To an extent, it’s natural that both parties are moving somewhat to the left because underlying public opinion is also moving to the left. But failing to recognize that Trump does in fact represent a kind of moderation on the issues can lead to both too much complacency about the risks of taking unpopular stances and too little excitement about the prospects of beating him.
Controlling the presidency is a big deal
One reason liberals are reluctant to acknowledge that Trump ran and won as a moderate is that to their eyes, he’s scoring conservative policy wins all the time.
And that’s true. One could imagine a Republican reacting to Trump’s platform and saying, “Are you really expecting me to get excited about a president who doesn’t plan to challenge the biggest elements of the welfare state or the left’s single biggest culture war win in a generation?”
But it turns out that conservatives find it pretty exciting to be in power. They now have a real chance of overturning Roe v. Wade. More broadly, a huge new cohort of conservative federal judges is going to exert a gravitational pull on all areas of American public policy for years to come. Business-friendly regulators run every agency, doling out favors to interest groups and rolling back critical protections for labor, consumers, and the environment.
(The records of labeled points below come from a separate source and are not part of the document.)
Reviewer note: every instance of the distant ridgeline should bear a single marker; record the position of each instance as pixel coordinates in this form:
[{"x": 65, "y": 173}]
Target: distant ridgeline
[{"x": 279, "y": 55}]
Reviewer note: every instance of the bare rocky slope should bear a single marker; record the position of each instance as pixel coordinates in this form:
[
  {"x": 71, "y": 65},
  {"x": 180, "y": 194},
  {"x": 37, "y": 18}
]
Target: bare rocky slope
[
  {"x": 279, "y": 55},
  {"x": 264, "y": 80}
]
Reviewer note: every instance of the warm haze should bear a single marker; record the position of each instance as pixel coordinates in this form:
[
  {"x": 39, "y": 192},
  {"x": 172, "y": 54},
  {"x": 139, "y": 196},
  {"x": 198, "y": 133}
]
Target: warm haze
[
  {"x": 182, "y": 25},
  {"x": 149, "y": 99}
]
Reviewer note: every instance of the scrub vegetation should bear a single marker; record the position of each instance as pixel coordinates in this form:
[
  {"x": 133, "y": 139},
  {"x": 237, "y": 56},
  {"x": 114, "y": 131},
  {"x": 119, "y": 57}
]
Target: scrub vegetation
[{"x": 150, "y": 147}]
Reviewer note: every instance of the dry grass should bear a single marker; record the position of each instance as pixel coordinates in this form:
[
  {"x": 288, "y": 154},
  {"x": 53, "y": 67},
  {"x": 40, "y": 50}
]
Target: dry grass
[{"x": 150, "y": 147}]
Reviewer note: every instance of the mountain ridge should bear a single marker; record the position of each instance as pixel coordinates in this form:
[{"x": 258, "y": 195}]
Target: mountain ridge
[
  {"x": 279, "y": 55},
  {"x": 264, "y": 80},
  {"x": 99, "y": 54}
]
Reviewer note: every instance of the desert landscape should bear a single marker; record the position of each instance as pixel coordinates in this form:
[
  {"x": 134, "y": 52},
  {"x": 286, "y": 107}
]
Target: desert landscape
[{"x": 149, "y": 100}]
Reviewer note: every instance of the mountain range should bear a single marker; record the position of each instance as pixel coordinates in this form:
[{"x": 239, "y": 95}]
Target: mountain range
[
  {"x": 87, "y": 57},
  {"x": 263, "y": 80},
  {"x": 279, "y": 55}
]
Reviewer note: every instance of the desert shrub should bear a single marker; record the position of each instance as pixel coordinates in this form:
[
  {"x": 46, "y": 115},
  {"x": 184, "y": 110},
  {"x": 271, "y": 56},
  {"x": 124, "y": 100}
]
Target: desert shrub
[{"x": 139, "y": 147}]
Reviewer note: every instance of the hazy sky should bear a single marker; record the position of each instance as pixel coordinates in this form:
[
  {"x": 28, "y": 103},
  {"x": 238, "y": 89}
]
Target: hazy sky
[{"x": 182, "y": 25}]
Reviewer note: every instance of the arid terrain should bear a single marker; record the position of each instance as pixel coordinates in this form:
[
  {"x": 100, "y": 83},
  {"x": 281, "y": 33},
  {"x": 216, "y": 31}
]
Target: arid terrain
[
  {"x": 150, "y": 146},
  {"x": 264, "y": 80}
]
Immigration enforcement priorities now reflect Trump’s casual cruelty rather than any effort to strike a humane balance.
This is all a big deal, and by the same token, replacing Trump, a Republican, with someone who is not a Republican would be a really big deal, whether or not that person runs and wins on a platform of sweeping change.
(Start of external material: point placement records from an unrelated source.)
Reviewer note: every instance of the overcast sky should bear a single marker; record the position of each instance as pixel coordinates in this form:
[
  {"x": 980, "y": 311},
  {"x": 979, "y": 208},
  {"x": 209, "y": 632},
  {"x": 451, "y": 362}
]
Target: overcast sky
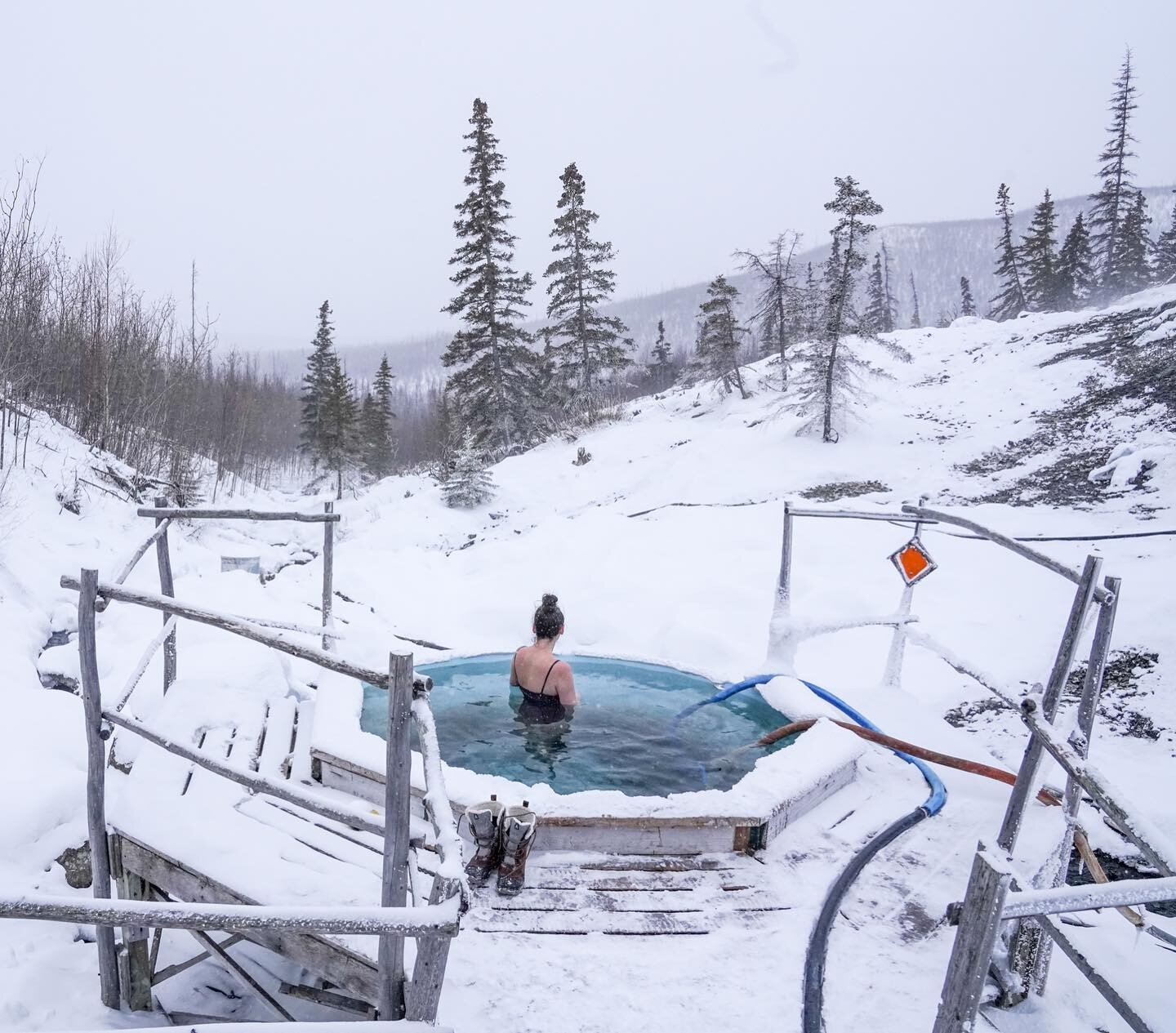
[{"x": 306, "y": 151}]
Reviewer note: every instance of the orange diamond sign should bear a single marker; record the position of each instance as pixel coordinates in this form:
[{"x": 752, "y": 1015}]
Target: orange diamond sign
[{"x": 913, "y": 561}]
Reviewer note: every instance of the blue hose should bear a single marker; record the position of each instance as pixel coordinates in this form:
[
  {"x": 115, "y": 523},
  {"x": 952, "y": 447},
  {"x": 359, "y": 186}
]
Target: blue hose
[{"x": 813, "y": 995}]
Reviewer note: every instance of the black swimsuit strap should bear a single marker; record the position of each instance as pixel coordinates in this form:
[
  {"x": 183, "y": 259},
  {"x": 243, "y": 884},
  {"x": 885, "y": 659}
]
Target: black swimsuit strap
[{"x": 550, "y": 670}]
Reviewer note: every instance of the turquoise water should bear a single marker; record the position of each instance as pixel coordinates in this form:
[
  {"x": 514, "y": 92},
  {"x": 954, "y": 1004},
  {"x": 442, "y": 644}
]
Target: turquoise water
[{"x": 621, "y": 737}]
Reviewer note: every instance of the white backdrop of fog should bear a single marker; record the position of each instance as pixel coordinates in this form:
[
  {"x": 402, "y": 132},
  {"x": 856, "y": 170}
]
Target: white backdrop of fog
[{"x": 305, "y": 151}]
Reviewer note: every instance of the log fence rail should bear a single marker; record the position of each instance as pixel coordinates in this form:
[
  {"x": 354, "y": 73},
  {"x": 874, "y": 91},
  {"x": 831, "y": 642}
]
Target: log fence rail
[
  {"x": 996, "y": 905},
  {"x": 127, "y": 972}
]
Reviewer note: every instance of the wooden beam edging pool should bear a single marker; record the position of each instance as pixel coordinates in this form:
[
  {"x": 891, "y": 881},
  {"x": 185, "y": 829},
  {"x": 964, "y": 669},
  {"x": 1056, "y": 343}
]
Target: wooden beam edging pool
[{"x": 630, "y": 833}]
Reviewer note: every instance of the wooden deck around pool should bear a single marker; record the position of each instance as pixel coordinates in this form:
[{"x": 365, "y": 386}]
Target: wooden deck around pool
[{"x": 615, "y": 835}]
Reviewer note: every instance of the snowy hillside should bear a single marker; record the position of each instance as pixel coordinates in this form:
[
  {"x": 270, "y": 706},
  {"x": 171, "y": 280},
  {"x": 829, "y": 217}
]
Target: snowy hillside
[
  {"x": 665, "y": 546},
  {"x": 936, "y": 253}
]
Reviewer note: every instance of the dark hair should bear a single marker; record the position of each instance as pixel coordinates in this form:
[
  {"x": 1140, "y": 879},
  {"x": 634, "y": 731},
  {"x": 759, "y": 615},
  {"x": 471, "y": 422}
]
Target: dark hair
[{"x": 548, "y": 618}]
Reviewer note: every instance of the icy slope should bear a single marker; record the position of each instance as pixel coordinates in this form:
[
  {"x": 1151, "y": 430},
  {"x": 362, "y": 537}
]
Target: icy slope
[{"x": 666, "y": 546}]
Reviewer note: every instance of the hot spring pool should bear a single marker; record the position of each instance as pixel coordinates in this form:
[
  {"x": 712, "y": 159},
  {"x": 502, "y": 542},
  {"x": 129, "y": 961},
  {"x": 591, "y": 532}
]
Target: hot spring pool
[{"x": 621, "y": 737}]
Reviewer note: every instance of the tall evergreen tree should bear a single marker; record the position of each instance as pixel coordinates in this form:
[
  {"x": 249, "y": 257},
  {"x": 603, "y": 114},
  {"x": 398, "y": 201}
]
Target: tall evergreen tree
[
  {"x": 662, "y": 370},
  {"x": 890, "y": 312},
  {"x": 376, "y": 421},
  {"x": 585, "y": 344},
  {"x": 831, "y": 376},
  {"x": 470, "y": 483},
  {"x": 777, "y": 312},
  {"x": 317, "y": 382},
  {"x": 339, "y": 443},
  {"x": 489, "y": 355},
  {"x": 1075, "y": 267},
  {"x": 810, "y": 305},
  {"x": 1010, "y": 301},
  {"x": 1134, "y": 269},
  {"x": 875, "y": 318},
  {"x": 720, "y": 336},
  {"x": 1041, "y": 258},
  {"x": 1165, "y": 254},
  {"x": 1112, "y": 202},
  {"x": 967, "y": 302}
]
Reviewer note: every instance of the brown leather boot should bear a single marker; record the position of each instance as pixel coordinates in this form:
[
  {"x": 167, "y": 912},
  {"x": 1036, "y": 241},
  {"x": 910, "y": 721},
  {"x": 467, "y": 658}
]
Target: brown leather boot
[
  {"x": 518, "y": 837},
  {"x": 485, "y": 822}
]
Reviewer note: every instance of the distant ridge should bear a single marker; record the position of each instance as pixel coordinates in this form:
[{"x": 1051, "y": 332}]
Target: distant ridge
[{"x": 938, "y": 253}]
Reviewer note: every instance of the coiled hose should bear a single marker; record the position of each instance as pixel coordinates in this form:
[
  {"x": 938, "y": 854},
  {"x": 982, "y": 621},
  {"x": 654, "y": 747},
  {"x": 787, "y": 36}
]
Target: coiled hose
[{"x": 813, "y": 995}]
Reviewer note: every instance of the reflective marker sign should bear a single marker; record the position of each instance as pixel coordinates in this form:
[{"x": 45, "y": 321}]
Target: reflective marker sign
[{"x": 913, "y": 561}]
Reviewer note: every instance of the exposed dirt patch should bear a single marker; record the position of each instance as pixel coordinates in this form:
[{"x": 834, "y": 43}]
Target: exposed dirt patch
[
  {"x": 842, "y": 490},
  {"x": 962, "y": 715},
  {"x": 1122, "y": 678},
  {"x": 1134, "y": 351},
  {"x": 1116, "y": 870}
]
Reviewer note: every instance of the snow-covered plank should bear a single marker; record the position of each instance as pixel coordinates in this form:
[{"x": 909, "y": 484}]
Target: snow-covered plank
[
  {"x": 279, "y": 737},
  {"x": 292, "y": 1027},
  {"x": 339, "y": 920},
  {"x": 1123, "y": 893},
  {"x": 182, "y": 513},
  {"x": 1071, "y": 944},
  {"x": 579, "y": 923},
  {"x": 1109, "y": 799},
  {"x": 648, "y": 900},
  {"x": 245, "y": 629}
]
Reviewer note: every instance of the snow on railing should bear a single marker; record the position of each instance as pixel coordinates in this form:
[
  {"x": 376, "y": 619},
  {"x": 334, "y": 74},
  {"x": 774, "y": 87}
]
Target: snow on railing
[{"x": 432, "y": 923}]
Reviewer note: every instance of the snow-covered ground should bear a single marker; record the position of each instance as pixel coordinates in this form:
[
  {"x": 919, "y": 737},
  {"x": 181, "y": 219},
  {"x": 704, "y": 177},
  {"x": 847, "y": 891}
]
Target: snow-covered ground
[{"x": 663, "y": 547}]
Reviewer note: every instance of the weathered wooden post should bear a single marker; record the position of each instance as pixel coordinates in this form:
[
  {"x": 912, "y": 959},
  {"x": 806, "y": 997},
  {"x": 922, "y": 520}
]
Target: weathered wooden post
[
  {"x": 166, "y": 587},
  {"x": 96, "y": 781},
  {"x": 1034, "y": 947},
  {"x": 328, "y": 573},
  {"x": 785, "y": 585},
  {"x": 1026, "y": 939},
  {"x": 781, "y": 643},
  {"x": 980, "y": 921},
  {"x": 892, "y": 677},
  {"x": 1027, "y": 774},
  {"x": 397, "y": 801}
]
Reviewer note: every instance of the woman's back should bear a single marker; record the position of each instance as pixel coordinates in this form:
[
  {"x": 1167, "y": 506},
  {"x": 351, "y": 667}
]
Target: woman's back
[{"x": 540, "y": 673}]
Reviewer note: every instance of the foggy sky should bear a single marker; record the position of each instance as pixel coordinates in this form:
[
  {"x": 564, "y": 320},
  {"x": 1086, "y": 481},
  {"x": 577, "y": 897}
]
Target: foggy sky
[{"x": 305, "y": 151}]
There are, clearly, important differences between the Democrats running for president as well as important areas in which many of the candidates have not clarified exactly where they stand. But there are also important areas of agreement, where a flip in the partisan control of government would have predictable — and important — impacts. None of them would install a coal lobbyist to run the Environmental Protection Agency, back lawsuits that aim to make the Affordable Care Act unworkable, or gut the Justice Department’s Civil Rights Division.
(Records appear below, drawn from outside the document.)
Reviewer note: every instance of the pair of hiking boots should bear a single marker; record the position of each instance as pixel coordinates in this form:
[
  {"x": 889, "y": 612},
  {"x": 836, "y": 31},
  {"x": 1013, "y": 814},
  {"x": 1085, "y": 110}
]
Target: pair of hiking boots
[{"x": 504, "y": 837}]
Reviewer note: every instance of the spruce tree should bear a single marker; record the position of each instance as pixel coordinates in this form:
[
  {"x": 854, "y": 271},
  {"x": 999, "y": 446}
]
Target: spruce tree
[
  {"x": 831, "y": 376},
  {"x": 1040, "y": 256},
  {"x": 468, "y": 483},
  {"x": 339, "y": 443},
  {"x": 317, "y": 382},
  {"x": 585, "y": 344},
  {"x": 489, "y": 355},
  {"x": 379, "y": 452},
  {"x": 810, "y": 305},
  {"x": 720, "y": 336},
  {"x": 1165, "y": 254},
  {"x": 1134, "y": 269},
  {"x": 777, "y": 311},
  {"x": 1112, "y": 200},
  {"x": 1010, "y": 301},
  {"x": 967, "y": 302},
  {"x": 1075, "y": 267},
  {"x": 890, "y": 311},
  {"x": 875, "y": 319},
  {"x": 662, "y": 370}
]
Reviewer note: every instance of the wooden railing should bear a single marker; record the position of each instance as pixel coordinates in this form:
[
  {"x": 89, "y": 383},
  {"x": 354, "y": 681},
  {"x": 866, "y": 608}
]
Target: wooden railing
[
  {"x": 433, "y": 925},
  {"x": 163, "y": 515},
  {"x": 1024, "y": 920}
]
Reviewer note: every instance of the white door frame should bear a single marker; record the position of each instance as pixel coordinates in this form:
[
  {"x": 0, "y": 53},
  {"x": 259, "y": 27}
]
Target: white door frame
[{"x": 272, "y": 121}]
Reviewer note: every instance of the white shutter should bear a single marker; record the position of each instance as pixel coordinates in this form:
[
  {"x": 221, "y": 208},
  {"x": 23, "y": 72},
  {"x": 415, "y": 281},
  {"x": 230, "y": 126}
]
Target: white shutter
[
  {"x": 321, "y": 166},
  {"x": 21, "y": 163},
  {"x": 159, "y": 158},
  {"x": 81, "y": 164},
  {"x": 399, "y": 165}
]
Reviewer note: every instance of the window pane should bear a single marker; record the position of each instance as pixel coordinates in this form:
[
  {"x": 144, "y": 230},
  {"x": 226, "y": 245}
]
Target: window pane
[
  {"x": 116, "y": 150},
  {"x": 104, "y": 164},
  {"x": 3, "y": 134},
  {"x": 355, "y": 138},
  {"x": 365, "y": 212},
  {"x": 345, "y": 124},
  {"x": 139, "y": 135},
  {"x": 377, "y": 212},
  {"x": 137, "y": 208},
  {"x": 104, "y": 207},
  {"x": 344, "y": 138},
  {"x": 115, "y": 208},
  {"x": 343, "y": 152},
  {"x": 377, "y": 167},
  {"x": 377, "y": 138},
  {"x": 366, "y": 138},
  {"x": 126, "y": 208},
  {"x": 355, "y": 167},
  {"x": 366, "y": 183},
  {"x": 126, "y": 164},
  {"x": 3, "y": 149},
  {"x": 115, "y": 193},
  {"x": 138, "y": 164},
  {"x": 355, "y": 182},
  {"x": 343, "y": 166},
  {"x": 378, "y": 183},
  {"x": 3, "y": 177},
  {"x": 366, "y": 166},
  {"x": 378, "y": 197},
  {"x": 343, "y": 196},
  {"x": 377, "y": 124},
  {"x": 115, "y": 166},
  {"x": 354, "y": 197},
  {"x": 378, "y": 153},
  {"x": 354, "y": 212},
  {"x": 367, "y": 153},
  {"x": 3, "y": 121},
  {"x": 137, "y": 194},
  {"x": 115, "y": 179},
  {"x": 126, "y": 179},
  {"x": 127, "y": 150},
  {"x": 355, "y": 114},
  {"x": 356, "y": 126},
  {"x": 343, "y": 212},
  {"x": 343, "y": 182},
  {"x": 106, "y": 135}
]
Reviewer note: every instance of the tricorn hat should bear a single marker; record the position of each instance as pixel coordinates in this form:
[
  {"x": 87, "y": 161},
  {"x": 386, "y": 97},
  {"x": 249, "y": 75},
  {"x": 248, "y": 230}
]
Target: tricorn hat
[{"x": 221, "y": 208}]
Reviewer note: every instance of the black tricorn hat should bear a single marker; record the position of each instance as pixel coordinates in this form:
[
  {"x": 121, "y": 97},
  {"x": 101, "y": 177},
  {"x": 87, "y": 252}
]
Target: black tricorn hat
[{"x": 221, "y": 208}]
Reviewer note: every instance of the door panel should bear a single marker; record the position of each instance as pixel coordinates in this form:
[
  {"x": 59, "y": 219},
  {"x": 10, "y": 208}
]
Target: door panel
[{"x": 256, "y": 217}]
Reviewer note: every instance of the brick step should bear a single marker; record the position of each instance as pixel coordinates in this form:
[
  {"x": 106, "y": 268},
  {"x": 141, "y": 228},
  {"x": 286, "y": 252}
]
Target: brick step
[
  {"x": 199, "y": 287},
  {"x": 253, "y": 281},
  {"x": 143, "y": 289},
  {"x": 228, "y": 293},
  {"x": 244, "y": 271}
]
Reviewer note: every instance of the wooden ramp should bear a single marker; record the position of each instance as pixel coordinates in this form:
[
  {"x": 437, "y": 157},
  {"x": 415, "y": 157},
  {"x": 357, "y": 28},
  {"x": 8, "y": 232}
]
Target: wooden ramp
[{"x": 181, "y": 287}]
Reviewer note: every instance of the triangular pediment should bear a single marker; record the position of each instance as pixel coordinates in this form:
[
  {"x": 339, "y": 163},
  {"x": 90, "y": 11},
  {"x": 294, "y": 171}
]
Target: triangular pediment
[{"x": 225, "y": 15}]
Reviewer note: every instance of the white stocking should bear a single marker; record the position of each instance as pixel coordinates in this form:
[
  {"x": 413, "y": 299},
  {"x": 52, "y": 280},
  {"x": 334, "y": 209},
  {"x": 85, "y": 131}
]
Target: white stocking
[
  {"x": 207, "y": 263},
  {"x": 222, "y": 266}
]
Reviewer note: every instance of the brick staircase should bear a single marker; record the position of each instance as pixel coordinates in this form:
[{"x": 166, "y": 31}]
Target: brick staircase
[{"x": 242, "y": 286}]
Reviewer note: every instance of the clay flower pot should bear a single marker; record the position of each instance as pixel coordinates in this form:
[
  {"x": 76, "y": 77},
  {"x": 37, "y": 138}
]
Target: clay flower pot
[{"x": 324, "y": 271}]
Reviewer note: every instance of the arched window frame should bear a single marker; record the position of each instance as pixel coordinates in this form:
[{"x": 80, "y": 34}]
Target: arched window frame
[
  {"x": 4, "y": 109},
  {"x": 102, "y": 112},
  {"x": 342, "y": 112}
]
Flipping control of the regulatory apparatus of the federal government is a big deal. Appointing judges is a big deal. Gaining a bit more of an upper hand in annual appropriations negotiations is a big deal. If Trump winning the election was a big win for conservatives despite giving up on Social Security and marriage equality, then Trump losing the election would be a big win for progressives, even if they restrain themselves somewhat on policy.
Now, needless to say, there is a certain “nothing ventured, nothing gained” quality to American politics, and it would be a bit absurd to expect presidential candidates to eschew all forms of risk-taking. But it’s also worth putting this in perspective. Win or lose the election, there’s just no way Democrats are going to be able to implement the Section 1325 repeal many of them promised at last week’s debate. But if they lose the election over charges of being soft on border enforcement, then they can’t do anything at all for DREAMers, for humane treatment of asylum seekers, or for a path to citizenship for the long-settled undocumented population. Taking an unpopular stand or two in pursuit of progress is fine.
But extremism, like anything else, is best in moderation and ought to be saved for moments where the stakes are really high. Trump’s success in politics, meanwhile, confirms rather than debunks the basic political value of trying to take popular positions on the issues.